I needed a game plan and she had one for me. For the next two weeks, my husband and I had consultations with an oncologist, a radiation oncologist and two different breast reconstruction surgeons and one with her- the breast surgeon. She referred me to wonderful doctors who spoke to us with great care and concern, answering all of our questions until we understood my diagnosis- Stage IIA, Intermediate Grade, Triple Negative Breast Cancer with DCIS. A message we did hear over and over, was that this was a curable breast cancer- with surgery and adjunctive therapy (chemotherapy). A big decision I still needed to make was would I have another lumpectomy or a mastectomy. I chose the lumpectomy, but first, on January 4, 2010, I began a 8 treatment course (one treatment, every other week for 16 weeks) of chemotherapy (Adriamycin, Cyatoxan & Taxol) followed by the lumpectomy in May and ultimately a bilateral mastectomy on July 12, 2010.

 

Within the “pages” of I Choose Hope, I am honored to share with you my journey, not only with breast cancer, but a journey of healing, and a new awareness- that through these two turbulent years of unwanted news, bad test results, pain, fear, suffering, so much unknown and an unwanted look at my mortality; I found peace, joy and an overflow of hope, as I set out to learn and experienced what it means to trust in the Lord and not be afraid. True blessings were and are mine, as I am walked through valleys that seem bleak and dark. Yet it’s been in the dark valley where His light has shown the brightest.

I have been blessed to find purpose, and praise for God, in the path the Lord has set before me. Beyond these and other blessings, God has given me the desire of my heart. (Psalm 37:4) Through my writing and sharing on this website, my prayer is that it reflect the heart of God, His Goodness and Hope for today, tomorrow and eternity- as I am able to connect, inspire, and encourage women as a writer and a speaker.

By clicking on Breast Cancer Journey under Categories, you can read entries from posts I used to update family and friends when I learned of my cancer in November of 2009 to September 2010 when I celebrated victory over cancer on top of KarenPenfold1 248x300 My Breast Cancer JourneyHalf Dome in Yosemite National Park- 5 months after completing chemotherapy and 10 weeks after having a bilateral mastectomy. After my reconstruction surgery in October of 2010 my posts dwindled to silence, until August of 2011 when I found a lump under my right arm pit. And just days after learning the lump was cancerous, I fractured both sides of my sacrum (pelvic bones) in a car accident in Las Vegas. After an eight weeks recovery, I had an Axillary Dissection of the lymph nodes under my right arm in October of 2011. I recovered from that surgery and began a 12 treatment course of chemotherapy (Gemzar & Carborplatin) for Local Recurrence of Stage 2, Triple Negative Breast Cancer. After a 5 week rest, I received  radiation treatment five days a week for 5 weeks. In June of 2012 I officially was done with breast cancer treatments. 
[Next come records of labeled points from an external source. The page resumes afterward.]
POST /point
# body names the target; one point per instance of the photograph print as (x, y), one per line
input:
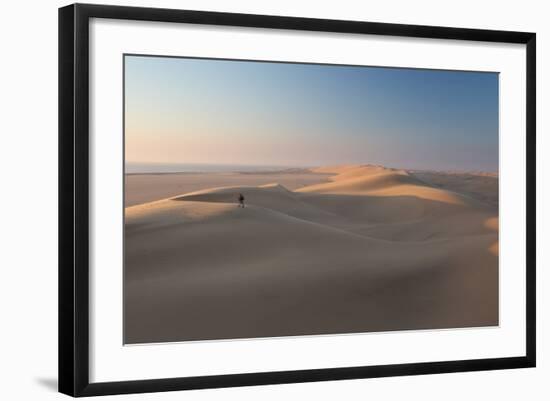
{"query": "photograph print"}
(269, 199)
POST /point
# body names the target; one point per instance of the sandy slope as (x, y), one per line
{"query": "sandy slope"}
(372, 249)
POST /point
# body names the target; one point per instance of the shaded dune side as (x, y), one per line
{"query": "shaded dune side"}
(217, 271)
(372, 250)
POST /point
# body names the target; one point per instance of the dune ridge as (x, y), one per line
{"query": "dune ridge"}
(370, 249)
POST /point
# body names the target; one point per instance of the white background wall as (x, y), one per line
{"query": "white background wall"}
(28, 199)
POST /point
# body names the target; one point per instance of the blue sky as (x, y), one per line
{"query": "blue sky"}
(181, 110)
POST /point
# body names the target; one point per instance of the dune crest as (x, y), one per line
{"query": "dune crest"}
(371, 249)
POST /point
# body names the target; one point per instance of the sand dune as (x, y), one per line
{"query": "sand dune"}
(371, 249)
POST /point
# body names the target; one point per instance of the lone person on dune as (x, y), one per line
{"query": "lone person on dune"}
(241, 200)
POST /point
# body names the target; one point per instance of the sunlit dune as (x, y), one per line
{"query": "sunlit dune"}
(366, 249)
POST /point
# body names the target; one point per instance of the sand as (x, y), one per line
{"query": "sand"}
(142, 188)
(343, 249)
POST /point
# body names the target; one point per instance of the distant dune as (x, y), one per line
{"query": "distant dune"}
(358, 249)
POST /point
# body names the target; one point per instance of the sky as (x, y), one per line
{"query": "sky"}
(205, 111)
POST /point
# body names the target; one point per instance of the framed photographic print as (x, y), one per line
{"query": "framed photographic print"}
(249, 199)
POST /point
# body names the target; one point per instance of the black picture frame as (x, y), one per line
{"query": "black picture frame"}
(74, 201)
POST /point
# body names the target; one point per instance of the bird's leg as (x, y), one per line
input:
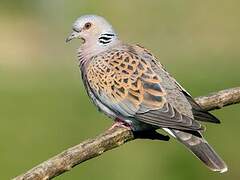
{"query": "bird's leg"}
(120, 123)
(150, 134)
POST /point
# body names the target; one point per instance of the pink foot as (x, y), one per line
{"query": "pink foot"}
(119, 123)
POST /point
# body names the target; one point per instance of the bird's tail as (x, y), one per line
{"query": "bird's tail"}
(200, 147)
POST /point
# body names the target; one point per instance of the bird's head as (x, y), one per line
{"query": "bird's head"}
(93, 30)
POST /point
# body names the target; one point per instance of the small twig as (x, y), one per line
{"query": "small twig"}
(113, 138)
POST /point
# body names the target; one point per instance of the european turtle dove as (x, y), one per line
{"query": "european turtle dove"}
(129, 84)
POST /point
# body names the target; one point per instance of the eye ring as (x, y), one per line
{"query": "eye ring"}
(87, 25)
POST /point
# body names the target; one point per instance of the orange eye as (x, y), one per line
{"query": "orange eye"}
(87, 25)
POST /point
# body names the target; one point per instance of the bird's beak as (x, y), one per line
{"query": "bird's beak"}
(73, 35)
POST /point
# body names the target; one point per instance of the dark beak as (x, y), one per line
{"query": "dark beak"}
(73, 35)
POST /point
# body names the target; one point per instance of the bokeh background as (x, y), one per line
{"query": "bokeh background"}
(44, 108)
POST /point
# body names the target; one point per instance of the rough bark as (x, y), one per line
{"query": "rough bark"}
(113, 138)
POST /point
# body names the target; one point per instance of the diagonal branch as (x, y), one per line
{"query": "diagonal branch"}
(113, 138)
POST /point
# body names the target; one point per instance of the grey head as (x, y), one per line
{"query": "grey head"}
(93, 30)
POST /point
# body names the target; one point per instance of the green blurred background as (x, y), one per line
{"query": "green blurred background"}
(44, 108)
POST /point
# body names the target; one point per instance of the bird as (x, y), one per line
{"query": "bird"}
(128, 84)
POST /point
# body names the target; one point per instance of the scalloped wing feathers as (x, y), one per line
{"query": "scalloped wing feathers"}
(130, 82)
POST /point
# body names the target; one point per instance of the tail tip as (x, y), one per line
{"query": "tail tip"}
(225, 169)
(221, 170)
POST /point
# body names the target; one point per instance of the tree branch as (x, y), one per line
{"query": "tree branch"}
(113, 138)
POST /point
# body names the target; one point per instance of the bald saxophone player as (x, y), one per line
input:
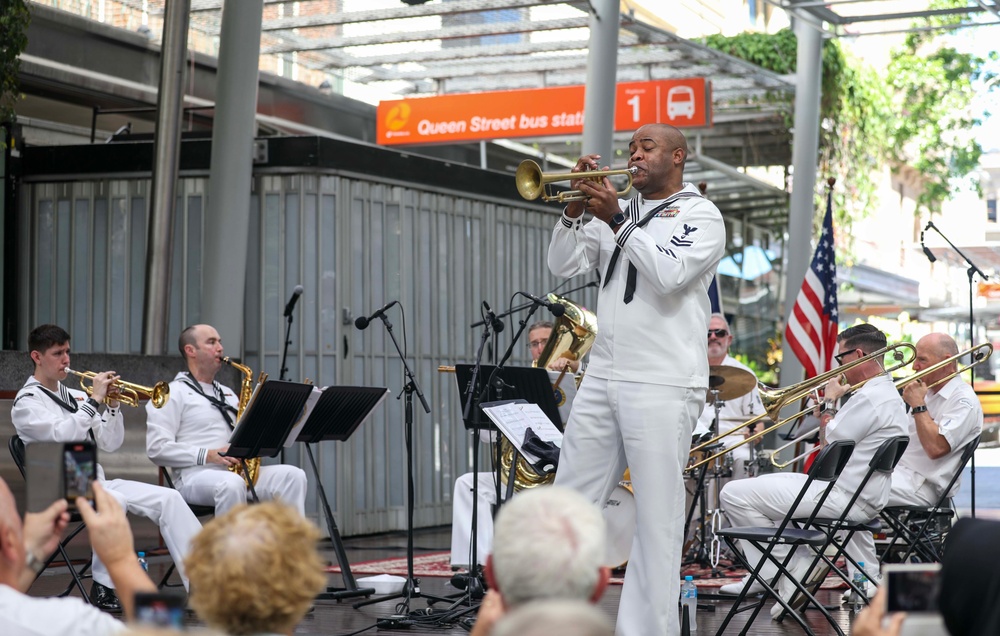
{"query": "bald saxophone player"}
(190, 434)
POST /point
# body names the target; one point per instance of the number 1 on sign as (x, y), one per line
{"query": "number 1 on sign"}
(634, 103)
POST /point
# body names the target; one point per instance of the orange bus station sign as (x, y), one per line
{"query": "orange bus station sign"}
(538, 112)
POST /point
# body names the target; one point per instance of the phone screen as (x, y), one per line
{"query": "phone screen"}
(162, 610)
(79, 471)
(913, 590)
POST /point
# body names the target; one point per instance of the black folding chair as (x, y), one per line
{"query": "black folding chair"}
(16, 447)
(921, 530)
(883, 461)
(198, 510)
(826, 468)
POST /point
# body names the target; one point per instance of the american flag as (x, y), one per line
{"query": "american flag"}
(812, 328)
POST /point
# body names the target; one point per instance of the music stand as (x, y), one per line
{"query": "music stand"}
(336, 415)
(273, 411)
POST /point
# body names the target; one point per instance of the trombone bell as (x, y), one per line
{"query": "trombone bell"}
(532, 183)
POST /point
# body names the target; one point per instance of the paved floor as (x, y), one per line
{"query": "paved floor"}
(340, 618)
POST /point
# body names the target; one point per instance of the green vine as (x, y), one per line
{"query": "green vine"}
(917, 114)
(14, 18)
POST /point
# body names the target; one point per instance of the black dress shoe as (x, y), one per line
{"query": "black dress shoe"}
(104, 598)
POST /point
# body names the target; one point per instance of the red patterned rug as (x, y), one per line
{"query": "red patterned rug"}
(439, 564)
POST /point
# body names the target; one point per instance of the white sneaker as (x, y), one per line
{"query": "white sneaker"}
(734, 589)
(870, 591)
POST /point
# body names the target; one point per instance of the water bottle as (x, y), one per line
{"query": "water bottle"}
(860, 582)
(689, 599)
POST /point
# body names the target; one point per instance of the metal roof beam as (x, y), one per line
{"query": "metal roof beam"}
(444, 33)
(403, 12)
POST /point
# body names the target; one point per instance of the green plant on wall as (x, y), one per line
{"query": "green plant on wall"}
(14, 18)
(915, 112)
Today my blog has much more to do with living an everyday life filled with love and hope, and how one goes about life as a survivor choosing hope over fear everyday. I’m writing about the many changes in my life from my husband and I becoming empty-nesters and our many travels together to the decisions I’ve made about what I do and don’t eat and why and what supplements I take and why. I also enjoy sharing my recipes, homemaking and gardening tips.  Lastly, I love to write about the love of my Lord and Savior and all He continues to teach me about faith, love, hope and this plain ol’ wonderful life.

I’m grateful for the experiences and relationships this journey has given me- like this opportunity to share my heart and hear from yours. I’m here and I’m listening.